- Directed by: Jun Urbano
- Written by: Jun Urbano
- Produced by: Butch Jimenez; Jimmy Duavit;
- Starring: Jimmy Santos
- Cinematography: Raul Ona
- Edited by: Danny Gloria
- Music by: Nonong Buencamino
- Production companies: GMA Films; Film Experts;
- Distributed by: GMA Films
- Release date: March 25, 1998;
- Running time: 100 minutes
- Country: Philippines
- Languages: Filipino; English;

= My Guardian Debil =

1998 comedy film by Jun Urbano

My Guardian Debil is a 1998 Philippine comedy film written and directed by Jun Urbano. The film stars Jimmy Santos in the title role.

==Plot==
Set in a trilogy narrative, Dimawari is a minor demon who wants to become one of the major devils in Hell. He was sent by Tartaro to Earth to deceive people to commit sins and bring their souls to hell. He was given three chances to do so. Otherwise, he cannot return to Hell.

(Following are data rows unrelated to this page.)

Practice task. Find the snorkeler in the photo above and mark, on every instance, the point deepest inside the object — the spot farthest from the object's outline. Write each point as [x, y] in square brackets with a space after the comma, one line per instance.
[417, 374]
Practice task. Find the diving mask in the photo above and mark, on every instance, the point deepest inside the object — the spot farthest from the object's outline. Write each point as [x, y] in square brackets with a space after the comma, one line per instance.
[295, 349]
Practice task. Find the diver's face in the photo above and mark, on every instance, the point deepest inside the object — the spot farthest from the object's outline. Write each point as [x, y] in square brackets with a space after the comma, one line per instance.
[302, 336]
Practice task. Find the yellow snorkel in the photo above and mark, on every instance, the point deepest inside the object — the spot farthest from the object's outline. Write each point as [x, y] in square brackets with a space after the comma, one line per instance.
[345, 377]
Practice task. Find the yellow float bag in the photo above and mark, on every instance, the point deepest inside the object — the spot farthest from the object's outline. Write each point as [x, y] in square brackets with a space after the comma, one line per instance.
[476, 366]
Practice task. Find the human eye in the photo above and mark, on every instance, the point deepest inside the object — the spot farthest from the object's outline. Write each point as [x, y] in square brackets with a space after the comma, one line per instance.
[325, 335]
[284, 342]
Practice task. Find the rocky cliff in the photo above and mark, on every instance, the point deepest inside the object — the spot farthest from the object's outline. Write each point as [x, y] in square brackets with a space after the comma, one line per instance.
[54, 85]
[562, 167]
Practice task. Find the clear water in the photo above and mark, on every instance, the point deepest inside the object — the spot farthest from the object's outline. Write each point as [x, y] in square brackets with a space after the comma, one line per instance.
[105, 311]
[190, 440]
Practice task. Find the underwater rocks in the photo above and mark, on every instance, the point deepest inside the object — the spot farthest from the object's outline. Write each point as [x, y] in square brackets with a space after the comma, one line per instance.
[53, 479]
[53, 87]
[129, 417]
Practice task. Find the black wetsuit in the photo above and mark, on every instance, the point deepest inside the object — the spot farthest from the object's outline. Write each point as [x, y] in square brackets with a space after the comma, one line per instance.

His first prospect was Nato, an upright policeman living in poverty whose son Boyet suffered an accident and needed a big amount of money for a life-saving operation. Pretending to be a fellow policeman, he tempts Nato to join a robbery operation against a big bank. Nato agrees, only to nearly lose his life after turning against his fellow robbers. After he survives, he was rewarded with a promotion and financial assistance for the apprehension of the robbery group.

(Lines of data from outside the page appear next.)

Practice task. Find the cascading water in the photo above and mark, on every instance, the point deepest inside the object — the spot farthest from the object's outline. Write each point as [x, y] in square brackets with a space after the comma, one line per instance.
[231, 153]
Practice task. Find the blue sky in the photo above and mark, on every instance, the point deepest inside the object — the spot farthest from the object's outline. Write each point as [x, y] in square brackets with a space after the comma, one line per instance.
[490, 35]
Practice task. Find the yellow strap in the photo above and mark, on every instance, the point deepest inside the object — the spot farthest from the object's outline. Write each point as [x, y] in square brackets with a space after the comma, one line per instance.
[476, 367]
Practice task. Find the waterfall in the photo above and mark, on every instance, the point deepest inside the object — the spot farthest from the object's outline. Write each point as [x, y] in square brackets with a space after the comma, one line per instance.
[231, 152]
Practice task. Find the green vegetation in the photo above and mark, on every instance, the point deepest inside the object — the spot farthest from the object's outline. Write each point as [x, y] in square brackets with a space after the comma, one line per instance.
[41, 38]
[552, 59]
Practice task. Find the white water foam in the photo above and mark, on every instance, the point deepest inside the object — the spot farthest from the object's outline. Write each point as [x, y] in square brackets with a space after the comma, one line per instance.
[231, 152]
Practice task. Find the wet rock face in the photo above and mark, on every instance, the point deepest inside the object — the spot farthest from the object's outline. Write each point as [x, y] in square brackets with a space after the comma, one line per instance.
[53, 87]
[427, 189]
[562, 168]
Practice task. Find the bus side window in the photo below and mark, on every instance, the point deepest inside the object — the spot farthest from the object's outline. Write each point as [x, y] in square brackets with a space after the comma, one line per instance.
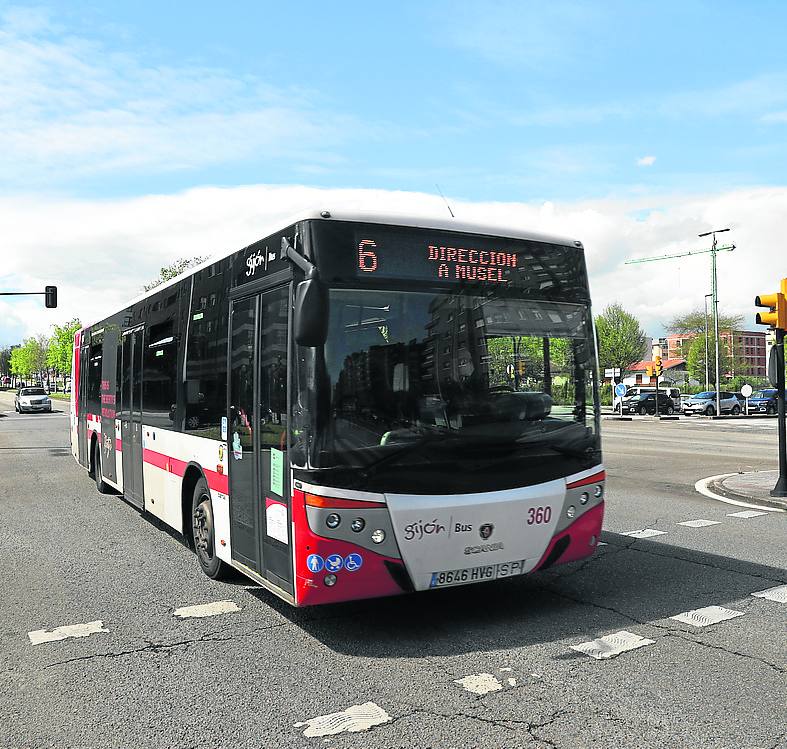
[206, 354]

Dimawari's second prospect was Sabel, a beautiful and innocent poor girl who wants to make it big as a fashion celebrity model to get her parents out of poverty. Resisting the courtship advances of Raul to focus on her dream, Dimawari poses as a gay talent scout convincing Sabel to visit the house of Mr. Dom, a sleazy movie producer, for an audition as a movie actress. Mr. Dom tries to make sexual advances towards Sabel during the audition but ends up badly injured after Sabel pushed him off the balcony of his home. With her dream in shatters, Sabel ends up agreeing to Raul's courtship proposal, becoming his girlfriend.

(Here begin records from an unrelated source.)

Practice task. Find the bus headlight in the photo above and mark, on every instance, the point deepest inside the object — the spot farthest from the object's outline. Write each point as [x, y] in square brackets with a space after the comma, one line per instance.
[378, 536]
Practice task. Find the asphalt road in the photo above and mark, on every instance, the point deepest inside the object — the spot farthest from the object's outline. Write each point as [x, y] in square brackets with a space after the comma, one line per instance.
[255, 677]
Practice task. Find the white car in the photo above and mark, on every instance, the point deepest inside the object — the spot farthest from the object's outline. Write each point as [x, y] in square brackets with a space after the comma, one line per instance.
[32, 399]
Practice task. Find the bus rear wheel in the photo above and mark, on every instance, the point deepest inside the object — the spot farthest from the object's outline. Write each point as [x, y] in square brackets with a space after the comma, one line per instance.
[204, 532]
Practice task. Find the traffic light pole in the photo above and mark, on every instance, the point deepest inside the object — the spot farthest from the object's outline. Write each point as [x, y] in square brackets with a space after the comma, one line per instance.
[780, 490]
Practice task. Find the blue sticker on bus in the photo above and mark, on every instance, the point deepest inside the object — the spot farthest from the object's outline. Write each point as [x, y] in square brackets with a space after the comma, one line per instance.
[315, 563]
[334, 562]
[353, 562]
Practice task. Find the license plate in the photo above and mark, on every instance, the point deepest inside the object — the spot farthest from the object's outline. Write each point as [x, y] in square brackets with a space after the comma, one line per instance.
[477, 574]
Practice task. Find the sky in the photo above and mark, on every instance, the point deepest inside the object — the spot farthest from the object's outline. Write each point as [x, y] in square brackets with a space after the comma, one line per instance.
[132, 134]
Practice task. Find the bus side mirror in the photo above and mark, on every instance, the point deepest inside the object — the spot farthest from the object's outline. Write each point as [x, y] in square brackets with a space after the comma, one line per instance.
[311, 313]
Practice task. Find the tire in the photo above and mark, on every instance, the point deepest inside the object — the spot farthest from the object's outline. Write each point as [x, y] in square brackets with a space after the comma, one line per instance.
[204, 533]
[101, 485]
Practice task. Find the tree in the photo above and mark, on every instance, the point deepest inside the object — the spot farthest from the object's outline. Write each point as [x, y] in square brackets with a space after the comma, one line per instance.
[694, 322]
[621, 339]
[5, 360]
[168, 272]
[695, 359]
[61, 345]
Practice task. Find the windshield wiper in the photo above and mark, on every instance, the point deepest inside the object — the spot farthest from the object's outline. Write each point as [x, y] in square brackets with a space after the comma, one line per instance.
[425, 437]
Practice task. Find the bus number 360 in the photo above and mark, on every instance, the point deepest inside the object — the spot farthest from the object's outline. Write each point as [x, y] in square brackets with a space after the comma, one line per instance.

Dimawari's third prospect was Lalaw, an ordinary taho vendor who dreams of attracting people and draw them under his influence. This time disguising as a hunchback, Dimawari makes Lalaw believe he has magical powers to heal people from their sickness. Lalaw became popular in their town due to his healing abilities that came from Dimawari's magic. However, when Tartaro appears to claim Lalaw's soul in an apparent belief that Dimawari had succeeded after 2 failed attempts, Dimawari intervenes and the two devils struggle for supremacy. In the process, Lalaw loses his healing ability and gets beaten up by a group of people for being a fraud.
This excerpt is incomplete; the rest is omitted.